It has been sitting on the side of the road for at least two weeks now.
At one time, this wooden chair was new. It was a source of excitement for its first owner. It met a need and members of a family, maybe several families, used it around their tables. This chair was part of holiday celebrations, birthday parties and serious family discussions. Perhaps it was a place were the father or mother had their daily Bible reading and prayer. Maybe it was where a youngster fidgeted as they struggled with homework. The chair was part of the household.
Now it sits on the curb, not even useful enough for someone to stop and pick it up.
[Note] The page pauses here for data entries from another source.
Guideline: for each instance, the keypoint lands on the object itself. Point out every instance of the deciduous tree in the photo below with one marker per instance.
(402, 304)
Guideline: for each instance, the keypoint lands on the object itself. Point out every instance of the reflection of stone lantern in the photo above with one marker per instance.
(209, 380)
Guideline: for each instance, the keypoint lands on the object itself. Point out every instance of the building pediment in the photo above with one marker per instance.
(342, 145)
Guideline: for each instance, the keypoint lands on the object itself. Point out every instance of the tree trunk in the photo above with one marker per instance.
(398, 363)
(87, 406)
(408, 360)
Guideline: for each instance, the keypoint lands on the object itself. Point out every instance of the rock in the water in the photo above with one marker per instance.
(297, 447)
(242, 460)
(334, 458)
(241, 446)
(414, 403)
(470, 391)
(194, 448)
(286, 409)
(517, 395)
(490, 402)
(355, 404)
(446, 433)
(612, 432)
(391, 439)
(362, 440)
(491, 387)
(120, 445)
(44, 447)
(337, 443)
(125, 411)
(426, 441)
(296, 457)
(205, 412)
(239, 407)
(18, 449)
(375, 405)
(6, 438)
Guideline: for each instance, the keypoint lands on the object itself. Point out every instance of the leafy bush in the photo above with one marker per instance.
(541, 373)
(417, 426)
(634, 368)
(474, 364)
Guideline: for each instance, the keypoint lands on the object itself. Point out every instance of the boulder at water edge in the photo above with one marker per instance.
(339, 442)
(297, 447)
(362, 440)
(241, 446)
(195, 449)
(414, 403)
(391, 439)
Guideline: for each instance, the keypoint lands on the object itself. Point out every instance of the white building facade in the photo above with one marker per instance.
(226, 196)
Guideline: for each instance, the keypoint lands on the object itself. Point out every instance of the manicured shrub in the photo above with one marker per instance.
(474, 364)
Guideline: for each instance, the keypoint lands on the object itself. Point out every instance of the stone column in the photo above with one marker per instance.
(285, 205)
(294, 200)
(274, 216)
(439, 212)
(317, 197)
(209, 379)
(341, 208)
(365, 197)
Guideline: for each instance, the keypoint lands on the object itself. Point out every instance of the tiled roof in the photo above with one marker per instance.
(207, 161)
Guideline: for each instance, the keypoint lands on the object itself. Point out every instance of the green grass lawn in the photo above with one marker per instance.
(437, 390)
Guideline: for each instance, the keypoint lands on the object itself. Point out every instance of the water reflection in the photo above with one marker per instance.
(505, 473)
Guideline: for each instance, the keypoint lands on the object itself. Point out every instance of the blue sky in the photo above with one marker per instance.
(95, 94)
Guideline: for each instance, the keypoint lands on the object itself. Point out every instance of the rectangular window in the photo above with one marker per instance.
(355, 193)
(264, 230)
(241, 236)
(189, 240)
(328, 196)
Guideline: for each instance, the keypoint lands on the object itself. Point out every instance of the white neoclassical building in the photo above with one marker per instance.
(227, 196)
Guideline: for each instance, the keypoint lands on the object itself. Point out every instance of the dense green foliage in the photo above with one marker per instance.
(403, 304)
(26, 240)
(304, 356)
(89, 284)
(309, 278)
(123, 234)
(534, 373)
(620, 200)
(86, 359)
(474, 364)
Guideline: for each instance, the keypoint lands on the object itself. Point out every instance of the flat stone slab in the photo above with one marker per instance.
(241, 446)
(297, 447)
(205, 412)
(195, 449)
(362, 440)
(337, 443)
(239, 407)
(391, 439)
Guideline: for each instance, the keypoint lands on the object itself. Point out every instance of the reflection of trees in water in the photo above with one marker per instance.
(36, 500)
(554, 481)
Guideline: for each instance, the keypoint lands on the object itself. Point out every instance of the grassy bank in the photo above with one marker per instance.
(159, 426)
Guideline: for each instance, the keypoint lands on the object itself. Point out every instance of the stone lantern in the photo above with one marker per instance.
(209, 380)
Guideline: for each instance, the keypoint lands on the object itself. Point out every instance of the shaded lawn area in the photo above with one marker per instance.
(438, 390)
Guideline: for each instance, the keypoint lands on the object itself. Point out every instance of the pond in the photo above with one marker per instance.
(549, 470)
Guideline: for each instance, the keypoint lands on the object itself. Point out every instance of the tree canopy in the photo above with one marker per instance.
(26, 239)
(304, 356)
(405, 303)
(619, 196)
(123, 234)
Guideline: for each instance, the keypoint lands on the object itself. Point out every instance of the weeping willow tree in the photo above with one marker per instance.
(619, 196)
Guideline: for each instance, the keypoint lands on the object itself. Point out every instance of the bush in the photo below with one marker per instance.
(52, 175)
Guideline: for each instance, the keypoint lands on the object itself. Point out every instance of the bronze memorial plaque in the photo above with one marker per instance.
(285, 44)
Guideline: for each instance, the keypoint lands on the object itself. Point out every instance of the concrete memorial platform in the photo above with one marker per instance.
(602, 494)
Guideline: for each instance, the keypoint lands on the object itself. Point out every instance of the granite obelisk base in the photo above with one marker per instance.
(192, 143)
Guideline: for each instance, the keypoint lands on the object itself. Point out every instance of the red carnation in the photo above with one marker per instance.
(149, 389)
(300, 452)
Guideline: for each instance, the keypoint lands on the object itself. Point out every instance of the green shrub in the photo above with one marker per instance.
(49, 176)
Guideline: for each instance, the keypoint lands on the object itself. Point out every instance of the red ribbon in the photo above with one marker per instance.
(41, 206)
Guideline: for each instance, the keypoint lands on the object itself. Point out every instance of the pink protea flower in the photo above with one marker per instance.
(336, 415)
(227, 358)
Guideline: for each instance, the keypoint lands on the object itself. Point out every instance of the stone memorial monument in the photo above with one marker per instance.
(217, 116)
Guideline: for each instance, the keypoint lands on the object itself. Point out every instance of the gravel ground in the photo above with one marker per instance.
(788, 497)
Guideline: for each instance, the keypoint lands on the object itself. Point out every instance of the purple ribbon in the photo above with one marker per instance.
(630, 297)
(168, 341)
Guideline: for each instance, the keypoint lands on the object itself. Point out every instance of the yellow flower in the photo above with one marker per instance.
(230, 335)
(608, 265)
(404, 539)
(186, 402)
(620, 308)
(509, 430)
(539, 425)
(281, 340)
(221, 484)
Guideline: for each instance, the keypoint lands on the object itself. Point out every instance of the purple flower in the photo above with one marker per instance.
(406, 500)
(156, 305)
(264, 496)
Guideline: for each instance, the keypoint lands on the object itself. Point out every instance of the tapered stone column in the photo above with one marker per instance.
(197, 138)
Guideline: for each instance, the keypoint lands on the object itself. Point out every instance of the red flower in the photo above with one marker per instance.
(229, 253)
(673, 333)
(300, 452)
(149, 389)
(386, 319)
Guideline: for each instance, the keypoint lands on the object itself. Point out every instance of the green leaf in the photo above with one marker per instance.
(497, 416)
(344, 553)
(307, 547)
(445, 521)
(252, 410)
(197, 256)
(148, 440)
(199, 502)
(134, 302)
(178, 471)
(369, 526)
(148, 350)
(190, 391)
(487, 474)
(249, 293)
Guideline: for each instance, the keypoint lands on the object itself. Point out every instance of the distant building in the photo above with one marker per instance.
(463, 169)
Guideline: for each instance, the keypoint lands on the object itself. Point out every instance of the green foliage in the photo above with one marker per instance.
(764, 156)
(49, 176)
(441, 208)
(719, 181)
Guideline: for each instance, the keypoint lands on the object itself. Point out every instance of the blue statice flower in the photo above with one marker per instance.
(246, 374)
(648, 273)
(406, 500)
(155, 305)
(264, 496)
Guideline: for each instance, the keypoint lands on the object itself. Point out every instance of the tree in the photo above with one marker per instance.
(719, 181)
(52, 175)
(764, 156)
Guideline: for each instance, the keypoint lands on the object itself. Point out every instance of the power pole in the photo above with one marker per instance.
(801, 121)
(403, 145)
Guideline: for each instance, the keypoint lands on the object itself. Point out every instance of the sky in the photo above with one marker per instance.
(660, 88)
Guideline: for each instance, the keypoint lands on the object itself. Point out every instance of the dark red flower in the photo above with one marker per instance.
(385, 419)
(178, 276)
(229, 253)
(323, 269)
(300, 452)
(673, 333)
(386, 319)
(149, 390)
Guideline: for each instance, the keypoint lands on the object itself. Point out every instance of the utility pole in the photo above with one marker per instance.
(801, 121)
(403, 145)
Why?
No one has faith in the three-legged chair. They know if they sit on the chair, they will fall. They believe the chair is beyond hopes of repair. It has played out its usefulness. Even worse, the chair is thought to be a danger; if someone sits on it, they could be seriously injured.
I feel sorry for the outcast chair. I wish I had the skills to repair it, to bring it back to a state of inclusion in a household, to see little legs dangling from its seat once again.
There are many people in our world, whom at first glance appear as this three-legged chair. As a society we have lost faith in them. Maybe we see them as beyond hopes of repair. They have played out their usefulness. Perhaps they have wasted their life with "riotous living". Or perhaps age, illness and frailty wrack their bodies. There are some who from their birth were like the three-legged chair, never had everything we think they should have had. There are some that have given themselves to lifestyle so foreign to our own that we consider them dangerous to ourselves. They are outcasts and no one dares to bring them in to their homes.
These are just the ones to whom our Lord reached out. He touched -- physically touched-- the leper. He purposefully made His way through Samaria, in a time when the Jewish people had no dealings with Samaritans, and spoke with the woman at the well. He ate with the tax collectors (still unpopular today) and the sinners. He died between two thieves.
In our Lord's economy, there are no wasted lives. In His eyes, there are none past redemption until that last breath has been taken. In our Lord's hands are nail prints made to purchase the pardon of each soul, not just the ones who appear desirable. May the Lord open our eyes to see with His eyes, with His wisdom and His heart.
"For the LORD seeth not as man seeth; for man looketh on the outward appearance, but the LORD looketh on the heart." (I Samuel 16:7)
UPDATE: This evening, Glen brought the three-legged chair to our house. It is his intention to repair, refinish and redeem the chair that no one else wanted.